La Via Romana di F. Zoccoli

Risalgono al 50 A.C. i primi cenni storici sulla Via Romana, e ricordano la gloria di Roma
Partendo da Roma e più esattamente dalla Porta Aurelia, proseguiva per Pisa, Luni, e percorrendo tutto l'arco ligure, entrava nella Gallia Cisalpina. Fu costruita per volere di Emilio Scauro, ambasciatore del Senato Romano nel 89.A.C. I Romani avevano appreso l'arte di costruire le strde dai Cartaginesi ... ma in seguito divenne troppo costosa la manutenzione, e quindi venne distrutta dai Romani stessi ... fu in seguito Napoleone Bonaparte nei primi decenni del 1800 a volerla ricostruire in Liguria, dando origine alla via Cornice, di cui ancora oggi usufruiamo, anche se non sempre, il tracciato seguito è quello originale. Ma veniamo a tempi più vicini a noi ...
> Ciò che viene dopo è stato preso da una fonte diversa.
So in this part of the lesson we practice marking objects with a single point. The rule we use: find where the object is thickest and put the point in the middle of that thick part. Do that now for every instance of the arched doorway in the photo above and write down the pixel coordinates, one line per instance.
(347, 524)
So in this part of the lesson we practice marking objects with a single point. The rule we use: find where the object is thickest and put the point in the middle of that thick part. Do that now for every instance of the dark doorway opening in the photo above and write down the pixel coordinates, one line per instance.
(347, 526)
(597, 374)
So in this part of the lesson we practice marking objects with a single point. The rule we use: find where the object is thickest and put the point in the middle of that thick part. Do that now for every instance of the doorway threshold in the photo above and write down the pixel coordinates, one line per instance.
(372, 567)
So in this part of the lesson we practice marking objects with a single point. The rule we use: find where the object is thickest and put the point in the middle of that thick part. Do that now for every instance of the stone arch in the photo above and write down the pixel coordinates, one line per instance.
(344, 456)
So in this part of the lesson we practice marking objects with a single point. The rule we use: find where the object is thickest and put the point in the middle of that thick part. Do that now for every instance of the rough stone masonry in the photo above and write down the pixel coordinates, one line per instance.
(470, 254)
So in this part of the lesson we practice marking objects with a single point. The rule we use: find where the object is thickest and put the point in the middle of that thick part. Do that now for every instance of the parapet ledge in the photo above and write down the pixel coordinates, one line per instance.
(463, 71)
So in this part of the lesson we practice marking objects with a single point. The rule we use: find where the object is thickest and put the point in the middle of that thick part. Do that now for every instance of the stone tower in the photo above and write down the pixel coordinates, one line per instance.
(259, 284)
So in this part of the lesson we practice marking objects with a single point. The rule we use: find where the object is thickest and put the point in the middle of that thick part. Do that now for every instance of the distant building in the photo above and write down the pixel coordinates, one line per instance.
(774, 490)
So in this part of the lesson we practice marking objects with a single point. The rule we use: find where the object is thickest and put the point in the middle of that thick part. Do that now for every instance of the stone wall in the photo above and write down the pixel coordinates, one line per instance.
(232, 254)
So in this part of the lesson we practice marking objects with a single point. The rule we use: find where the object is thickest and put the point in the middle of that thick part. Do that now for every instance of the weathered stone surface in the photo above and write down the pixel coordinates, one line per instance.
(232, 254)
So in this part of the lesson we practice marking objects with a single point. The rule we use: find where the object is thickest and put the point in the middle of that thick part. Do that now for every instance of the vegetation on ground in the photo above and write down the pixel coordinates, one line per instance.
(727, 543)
Nel 1874 già si pensava ad un ampliamento della via Romana, all'ora poco più di una mulattiera, e si diede incarico ad un tecnico, per la stesura dei progetti, in quanto si era preventivata anche la costruzione di una traversa ( L'attuale Via Regina Margherita ) che unisse la via Romana appunto con la strda Cornice. Furono presentati 3 tracciati, uno curvilineo, uno rettilineo poligonale, ed un tracciato misto, fu scelto il progetto del tracciato misto che fu in segiuto definito curvilineo, progetto, suggerito e molto caldeggiato da Charles Garnier, che non amava le città con strade parallele, e con incroci ad angoli retti .Anche molti notabili del tempo optarono per questo progetto tra i quali il banchiere Bischoffsheim, che si era oferto di di anticipare la cifra occorrente per la realizzazione dell'opera ad un tasso di interesse molto agevolato., nel 1877 si diede inizio all'opera, ed il tracciato è rimasto immutato, ed è quindi quello che ancora oggi noi conosciamo, ed anche questa si può definire un'opera che Charles Garnier ha lasciato in suo ricordo a Bordighera.